The narrow beam and smallish cockpit make it feel tippy on entry and exit, but that's the trade-off for a sleek hull. The only time it's a problem is in the ocean surf where quick entry/exit must be made between breakers. The seat has a minimalist design with a folding band for a backrest, but it works and is reasonably comfortable. There is a small water bottle holder directly in front of the cockpit which is very convenient. It has a watertight cover so can be used for a cell phone, watch, wallet, etc.
The real wet dog in the design is the skeg. It's spring loaded with a thin elastic string in the skeg recess in the underside of the hull. This is connected to a string with a catch near the cockpit. On dry land with all components clean, the skeg operates correctly, but lazily. There is a lot of drag in the linkage, and not much pull from the elastic. In the water, when things get wet and gritty, the skeg sticks and the elastic doesn't have enough pull to operate it. I've tried tightening the elastic, but then it's too difficult to retract....the leverage is wrong. Luckily, the Easky handles well without the skeg.
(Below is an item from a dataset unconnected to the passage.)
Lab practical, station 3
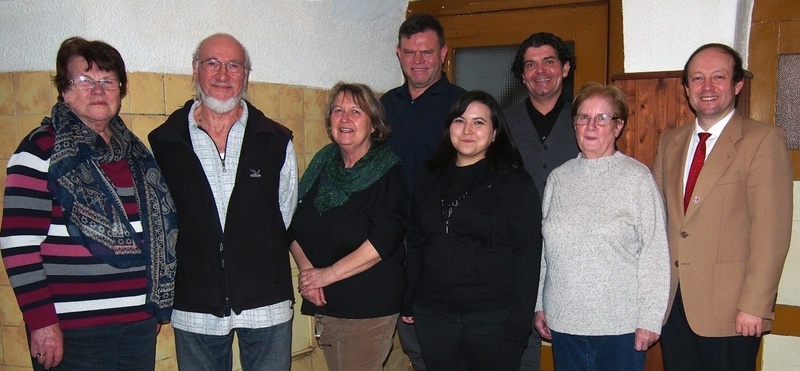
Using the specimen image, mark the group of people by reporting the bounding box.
[0,10,792,371]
Overall, this is a great all-round kayak except for the useless skeg.
The seat is comfortable for my usual 4-12 mile trips (with short bathroom breaks). The bow and stern compartments are not completely watertight, but only took on a little water even when I was in a rescue practice daylong class that involved deliberately falling out of the boat many times.
So secondary stability is good, but primary stability not quite as good as a heavier or wider boat, but it doesn't bother me at all.
This boat is not as easy to handle on twisty turny narrow rivers, where most people are using 10' boats.